I am talking about the righteous rage we feel and act on when the institutions we have come to rely on for our daily livelihood make us feel like we can not depend on them at all. It is upon these burning fires in our bellies that I call all of us to act upon. We can not expect justice and change to suddenly arrive at our doorsteps wrapped with a nice little bow. Justice must be demanded. We must march to the doorsteps (or Zoom waiting rooms) of the oppressor and stand our ground until we have created the world, country, state, and school that we are proud to call home.
This summer, student leaders used their anger and power to push and fight for justice for our BIPOC community members in the face of senseless police violence. They used it as they fought for a school environment that was fair and equitable in the COVID-19 pandemic, and as they fought for more of the shocking truth found in a powerful anonymous op-ed.
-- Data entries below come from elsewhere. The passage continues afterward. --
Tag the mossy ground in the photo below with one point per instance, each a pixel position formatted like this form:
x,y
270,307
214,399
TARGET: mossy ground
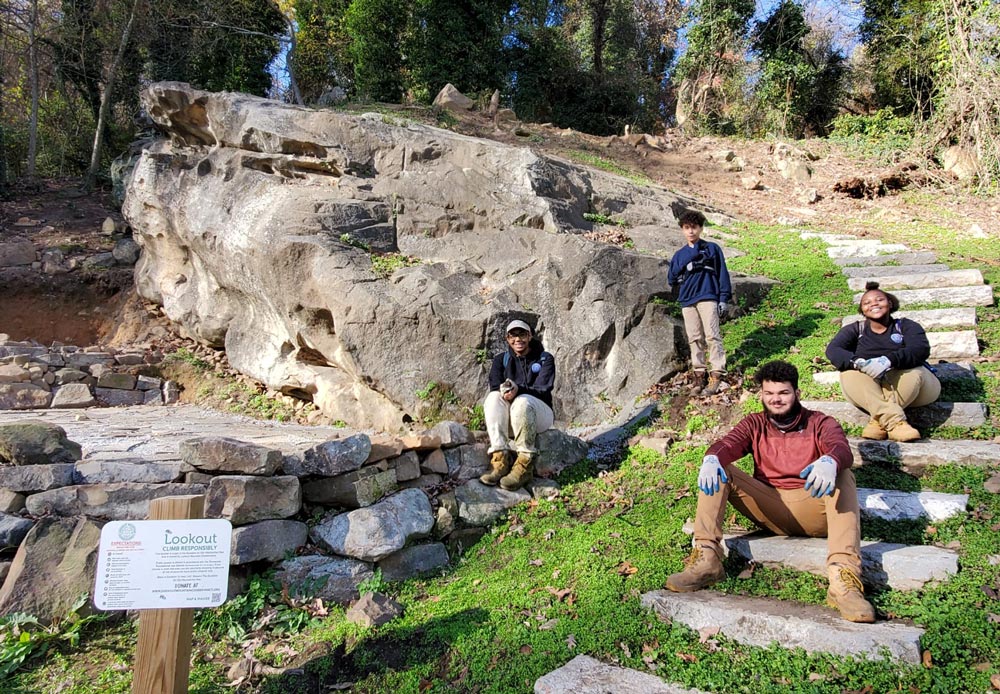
x,y
563,577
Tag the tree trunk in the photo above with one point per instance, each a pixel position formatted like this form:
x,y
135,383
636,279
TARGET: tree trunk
x,y
33,78
105,110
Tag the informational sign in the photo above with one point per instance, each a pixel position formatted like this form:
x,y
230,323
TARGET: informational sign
x,y
149,565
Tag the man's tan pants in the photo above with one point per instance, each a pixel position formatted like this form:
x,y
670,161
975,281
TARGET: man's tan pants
x,y
701,323
885,400
787,512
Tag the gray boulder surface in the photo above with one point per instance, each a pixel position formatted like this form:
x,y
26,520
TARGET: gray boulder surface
x,y
259,224
33,442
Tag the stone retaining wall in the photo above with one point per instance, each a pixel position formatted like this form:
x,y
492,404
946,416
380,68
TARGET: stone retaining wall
x,y
328,516
33,376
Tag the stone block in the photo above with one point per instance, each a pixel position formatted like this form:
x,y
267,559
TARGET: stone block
x,y
413,561
245,499
353,490
36,478
334,579
761,622
109,472
117,381
585,674
23,396
119,501
225,455
331,458
479,504
72,395
377,531
113,397
34,442
268,540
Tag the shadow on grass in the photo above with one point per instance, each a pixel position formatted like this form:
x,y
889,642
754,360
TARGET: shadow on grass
x,y
772,341
396,650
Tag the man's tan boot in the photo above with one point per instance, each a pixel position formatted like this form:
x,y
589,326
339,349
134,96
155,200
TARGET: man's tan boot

These are battles that have just begun. They are not ones that are even close to being finished. I have seen the hunger for change in action and in that I see hope for a better tomorrow. In the past I have even seen this fury directed at the Associated Students of the University of Portland for times when we have played the role of the oppressor or obstacle to justice. That is why I want to clarify that this call from action is not coming from us. Instead, we heard it from all of you and now we are joining you. There are countless student leaders fighting the good fight. It is time that ASUP looked to them for inspiration and followed in suit.
Myself and the ASUP E-Board and senate are here to support those student leaders in that fight. Whether it is when an ASUP member is in a meeting with a member of the President’s’ Leadership Cabinet or when one of us is appointing students to sit on presidential advisory committees, we know that we have been given an opportunity to have a seat at the table. If we do not use these seats to create the change we want to see in the world then I would call into question what purpose we serve at all.
When we are not fighting for justice and equality in this world of ours, we are doing nothing but holding steady the forces of injustice which dictate this world. My closing words for you all are this: hold on to your anger, Pilots. It shall carry us far as we support one another in this march for change. Wear a mask, but don’t hold your breath. We’re not waiting to act. It begins now.